The Office of Inspector General (OIG), Corporation for National and Community Service (Corporation), performed an audit of the Financial Management Responses of New Grantees. The purpose of the audit was to determine if the new grantees' responses to the Corporation's Financial Management Survey (FMS), and additional procedures performed by the Corporation, are adequate to determine whether the new grantees' financial management systems meet applicable regulations, Office of Management and Budget (OMB) Circular and grant requirements.
In OIG Report #98-02 Review of Corporation for National and Community Service Pre-Award Financial Assessment of Grant Applicants, dated February 20, 1998, we found that Office of Grants Management (OGM) staff did not always collect information required for assessing new grantees. OGM also did not always resolve new grantee deficiencies that were identified during the assessment process prior to making a grant award or renewal.
Our 1998 report recommended that the OGM strengthen its guidelines for pre-award financial assessments of grantees. Specifically, the report provided detailed information on how to document the grant officer's assessment and consistently document procedures performed during site visits. It also recommended criteria for determining when a more detailed assessment, other than the Financial Management Survey and a review of prior grantee audit reports, was necessary.

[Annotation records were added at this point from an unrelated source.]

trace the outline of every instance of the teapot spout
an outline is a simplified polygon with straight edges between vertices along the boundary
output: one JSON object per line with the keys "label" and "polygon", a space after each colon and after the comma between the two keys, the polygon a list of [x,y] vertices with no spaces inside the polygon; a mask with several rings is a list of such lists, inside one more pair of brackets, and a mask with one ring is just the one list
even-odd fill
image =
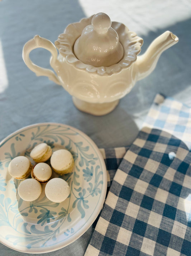
{"label": "teapot spout", "polygon": [[138,56],[138,80],[148,76],[154,69],[161,54],[178,41],[178,38],[169,31],[166,31],[156,38],[151,44],[146,52]]}

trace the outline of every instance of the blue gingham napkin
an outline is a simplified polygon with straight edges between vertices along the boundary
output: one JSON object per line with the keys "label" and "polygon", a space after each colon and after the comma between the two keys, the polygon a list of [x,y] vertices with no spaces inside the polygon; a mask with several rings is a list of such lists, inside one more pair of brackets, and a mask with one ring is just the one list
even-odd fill
{"label": "blue gingham napkin", "polygon": [[111,185],[85,256],[191,255],[191,109],[157,95],[125,154],[102,150]]}

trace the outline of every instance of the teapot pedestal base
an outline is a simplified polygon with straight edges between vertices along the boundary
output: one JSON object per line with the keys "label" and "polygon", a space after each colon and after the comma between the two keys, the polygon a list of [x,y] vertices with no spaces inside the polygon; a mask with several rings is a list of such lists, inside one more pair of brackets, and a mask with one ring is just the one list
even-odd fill
{"label": "teapot pedestal base", "polygon": [[72,97],[75,106],[79,110],[94,116],[104,116],[112,111],[118,105],[119,100],[106,103],[90,103]]}

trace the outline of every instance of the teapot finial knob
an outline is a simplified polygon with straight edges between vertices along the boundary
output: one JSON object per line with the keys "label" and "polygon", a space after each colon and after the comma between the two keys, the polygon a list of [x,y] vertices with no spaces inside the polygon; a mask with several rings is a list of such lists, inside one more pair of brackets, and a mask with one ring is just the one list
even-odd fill
{"label": "teapot finial knob", "polygon": [[111,25],[111,22],[108,15],[103,13],[99,13],[93,17],[91,24],[94,30],[98,34],[107,33]]}

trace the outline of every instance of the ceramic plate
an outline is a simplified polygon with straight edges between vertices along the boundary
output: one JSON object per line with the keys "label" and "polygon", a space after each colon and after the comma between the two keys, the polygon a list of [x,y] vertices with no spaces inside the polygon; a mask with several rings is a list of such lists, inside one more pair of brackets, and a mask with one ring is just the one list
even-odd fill
{"label": "ceramic plate", "polygon": [[[36,145],[45,142],[53,151],[66,149],[72,154],[73,172],[65,180],[70,194],[63,202],[49,201],[43,192],[35,201],[23,201],[18,194],[21,181],[8,171],[18,156],[29,158]],[[58,177],[53,172],[52,177]],[[40,253],[62,248],[90,226],[104,203],[107,188],[105,166],[99,149],[87,135],[62,124],[44,123],[25,127],[0,144],[0,241],[17,251]]]}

Many of the same problems identified by the OIG 11 years ago were found during this audit. For example, the OGM still primarily relies on the responses provided on the FMS, a less-than-reliable source of information, to determine whether new grantees' financial management systems meet OMB Circular and grant requirements. The FMS contains self-reported information and lacks any method for verification of responses. The Corporation's review process also needs improvement. Of the 32 FMS documents provided by OGM for our audit, we found that 20, or 63 percent, showed no documentary evidence of a review by Grants Management personnel.
These serious shortcomings became evident in our on-site tests of 13 new grantees for this audit. Of that total, we found that nine new grantees had financial management systems that were either inconsistent with their FMS responses or were not in compliance with applicable regulations.